We don't take all of the blame. After all, this is in the Middle East and Saudi Arabia isn't exactly lining up to provide migrants with shelter and security.

But, there is no mistaking that ISIS formed in the U.S. military prisons that were created in the aftermath of the 2003 invasion of Iraq. There, former Al Qaeda in Iraq fighters mixed with Saddam Hussein's old generals to create what is now the world's most dangerous terror organization.

The power vacuum caused by the complacency of the world to allow the Syrian Civil War to fester gave ISIS the room it needed to expand, to conquer and to show its ugly face. By the time we were all paying attention, it was too late.

There are two primary arguments that emerge from the U.S. role in what has now become a gigantic mess in the Middle East, and they fall, unsurprisingly, along partisan lines. Either you believe the troop draw down under President Obama gave ISIS room to grow and succeed and was ill-fated from the beginning, or you believe the U.S. should never have gone to war in Iraq in the first place and destabilized the region for what we now know were false pretenses.

To either of those arguments I say: you are right, but it doesn't matter.

What matters is that this is the situation we find ourselves in, it did involve the U.S., and for that we must accept consequences.

Syrian refugees are, by far, the least expensive price to pay for the actions of our country, whether you believe those actions were correct or not. The amount alone, 10,000, is tiny compared to the 160,000 the European Union is looking to spread throughout the continent within the next few months.

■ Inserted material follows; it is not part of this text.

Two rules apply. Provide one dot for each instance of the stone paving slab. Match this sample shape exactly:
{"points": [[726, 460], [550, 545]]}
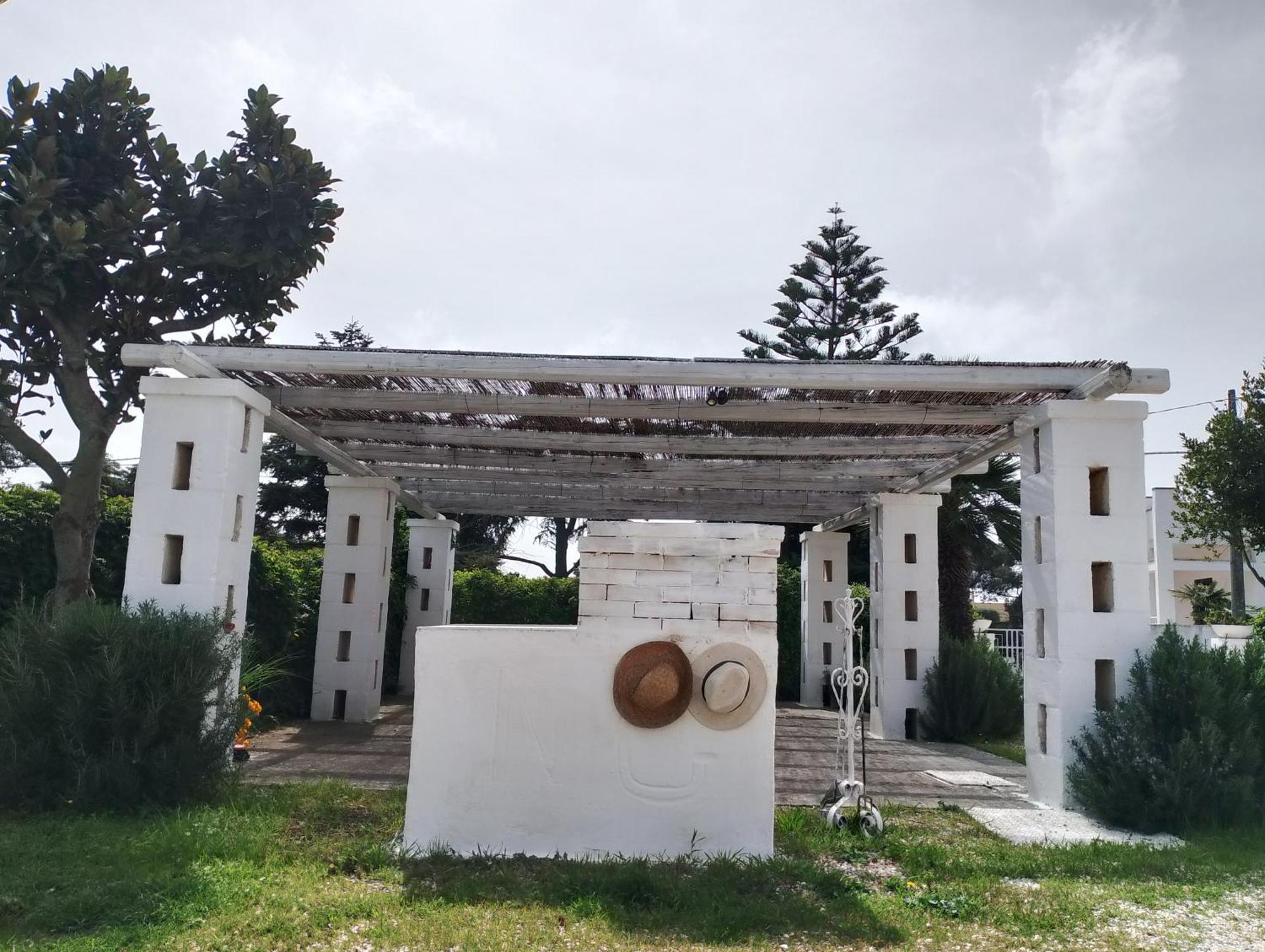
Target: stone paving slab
{"points": [[1052, 827], [378, 756]]}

Also, the U.S. has a long history of taking in people seeking asylum from wars and travesty in their home countries. Going back to Carson, he didn't ignore this, though he did choose to point out the Boston Marathon bombers, Tamerlan and Dzhokhar Tsarnaev, were once refugees from Kyrgyzstan.

So yes, Carson is right. We can't put the domestic population at risk. And we don't.

The FBI has a screening process for refugees coming from areas of conflict, and it can take up to two years for that to be finalized. This has become more stringent in the years following the Sept. 11 attacks.

Whether or not some type of fast-track system will be implemented for the Syrian refugees the U.S. plans to bring in has not been addressed. The fact remains that we're not just going to let this group of people waltz through the front door.

So while I agree with what Carson is saying, he's kind of just using a bunch of words to state the obvious. Of course that's better than Fox News' Tucker Carlson, who decided to approach the situation like Scrooge McDuck.

While speaking with Nomiki Konst, executive director of the Accountablity Project (which is a support organization run by journalists for whistleblowers and has nothing to do with any of this), Carlson continually asked what allowing 10,000 refugees into the U.S. would do for the country. He tacked on the "what is this going to do for me" argument, like any good venture capitalist seeking a quick buck.

I don't know, Tucker; maybe you can open up your own salt mine and put them to work if it makes you feel any better. 

For the rest of us, it's simply about understanding that this is the right move for a nation that has certainly played a role in destabilizing these people's back yards. There is a human cost to war and conflict, and refugees are part of that cost.